For King and Country

I wrote in a recent blog about the early settlers in Australia and the hardships they endured. I suggested that in this age of deriving experience through our computers and smart phone communication that the tales woven by Henry Lawson and Banjo Patterson should be on the prescribed reading list of every youngster growing up in Australia. These people who strove to open up the interior give a stark contrast to the values and objectives that people had then, as a contrast to the relative ease with which we live our life these days.
In England my generation grew up and were encouraged to read about the story of Scotts expedition to the South Pole. It is an epic in endurance, determination and strength of character.Their equipment was very basic. Their boots nothing more then tough mountain boots, their clothing simply extra layers of normal outdoor clothing, the tent a canvas bell tent nothing more complicated and more in tune with a winters weekend away in Scotland. Not the specialist equipment which we see today with compartmental layers designed to insulate and, available to anyone at the local sports shop.  

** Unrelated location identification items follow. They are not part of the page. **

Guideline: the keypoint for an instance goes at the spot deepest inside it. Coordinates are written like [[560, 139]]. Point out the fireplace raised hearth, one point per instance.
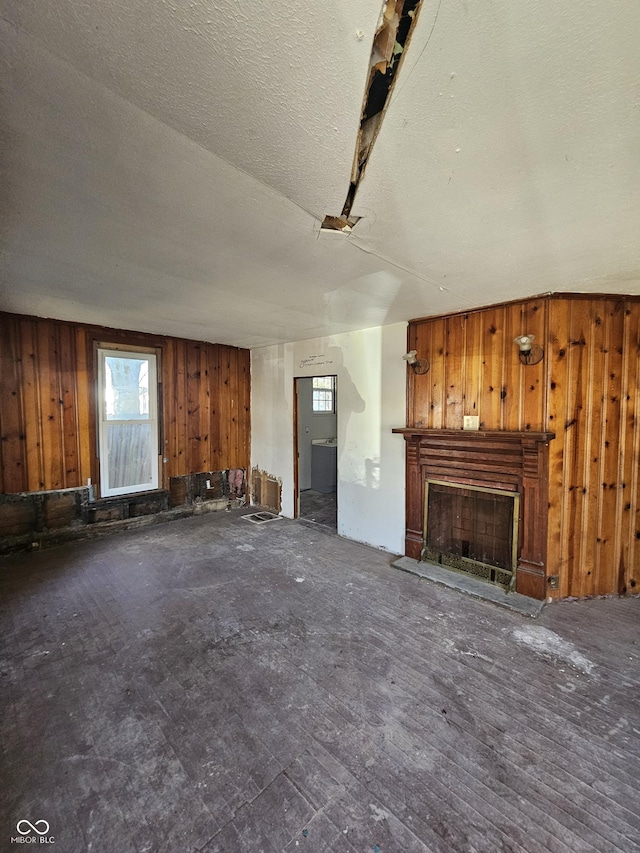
[[490, 513]]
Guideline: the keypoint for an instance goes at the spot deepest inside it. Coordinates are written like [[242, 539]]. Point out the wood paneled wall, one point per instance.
[[593, 362], [586, 390], [48, 403], [475, 370]]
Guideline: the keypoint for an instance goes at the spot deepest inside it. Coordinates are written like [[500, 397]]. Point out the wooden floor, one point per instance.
[[212, 685], [319, 507]]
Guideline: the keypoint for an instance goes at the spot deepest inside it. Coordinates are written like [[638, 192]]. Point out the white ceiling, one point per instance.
[[166, 165]]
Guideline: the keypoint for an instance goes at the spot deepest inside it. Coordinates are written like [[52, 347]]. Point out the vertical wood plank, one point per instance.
[[216, 385], [85, 402], [613, 445], [493, 354], [559, 390], [68, 394], [473, 364], [454, 370], [13, 440], [224, 404], [31, 407]]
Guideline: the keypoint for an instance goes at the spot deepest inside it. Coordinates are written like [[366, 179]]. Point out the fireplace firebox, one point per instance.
[[494, 462], [472, 529]]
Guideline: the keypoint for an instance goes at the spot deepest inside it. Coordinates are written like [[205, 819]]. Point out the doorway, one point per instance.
[[316, 453]]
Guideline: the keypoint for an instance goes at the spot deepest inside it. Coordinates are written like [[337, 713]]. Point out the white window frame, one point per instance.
[[103, 352], [331, 391]]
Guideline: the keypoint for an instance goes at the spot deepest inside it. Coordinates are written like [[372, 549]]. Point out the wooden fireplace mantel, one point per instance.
[[514, 461]]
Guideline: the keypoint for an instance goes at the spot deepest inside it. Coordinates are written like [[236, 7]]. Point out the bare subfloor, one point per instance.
[[320, 507], [213, 685]]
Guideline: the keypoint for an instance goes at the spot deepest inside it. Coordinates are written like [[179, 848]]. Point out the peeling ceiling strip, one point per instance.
[[397, 23]]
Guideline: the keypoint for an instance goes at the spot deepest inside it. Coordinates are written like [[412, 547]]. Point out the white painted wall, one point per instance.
[[371, 400]]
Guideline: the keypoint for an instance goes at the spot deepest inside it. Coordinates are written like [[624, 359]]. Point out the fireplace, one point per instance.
[[513, 467], [472, 529]]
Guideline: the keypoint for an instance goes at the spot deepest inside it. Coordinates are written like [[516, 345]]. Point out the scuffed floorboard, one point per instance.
[[211, 685]]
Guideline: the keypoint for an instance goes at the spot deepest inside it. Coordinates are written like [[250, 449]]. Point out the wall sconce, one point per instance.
[[528, 352], [418, 365]]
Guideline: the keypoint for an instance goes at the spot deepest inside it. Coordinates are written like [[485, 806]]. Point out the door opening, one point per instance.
[[316, 452]]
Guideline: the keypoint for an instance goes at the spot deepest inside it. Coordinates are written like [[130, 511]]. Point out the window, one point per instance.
[[324, 397], [128, 422]]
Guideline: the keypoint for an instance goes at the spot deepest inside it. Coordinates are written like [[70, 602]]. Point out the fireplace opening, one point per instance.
[[472, 529]]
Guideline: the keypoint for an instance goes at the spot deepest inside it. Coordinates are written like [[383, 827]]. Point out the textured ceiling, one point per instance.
[[166, 165]]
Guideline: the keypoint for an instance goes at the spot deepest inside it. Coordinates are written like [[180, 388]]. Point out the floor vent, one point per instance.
[[261, 517]]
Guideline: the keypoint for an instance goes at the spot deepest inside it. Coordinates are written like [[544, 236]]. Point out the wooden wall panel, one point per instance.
[[586, 390], [475, 370], [593, 408], [48, 416]]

The five men who made the dash to the Pole (Scott, Wilson, Bowers, Evans and Oates) are etched in my generations memory for their stoicism and courage. Oates remembered especially for his courageous decision, suffering from frostbitten feet and knowing he was slowing the rest of the team down as they struggled back from the Pole. His famous statement to the others in the tent as the wind and the snow was producing mayhem, "I think I will go outside, I maybe a while" was received and understood by those in the tent as a suicide message as he opened the tent flap and walked off into the white-out. The remaining men struggled on to find their stores diminished eventually to nothing and still 11 miles to go. And so they died, leaving behind messages and diaries full of stiff upper lip expressions of fondness for those they were leaving behind. Theirs was a time when doing the right thing, rode above all else and the sacrifice of their own lives simply a price to pay for doing something they thought important for King and Country.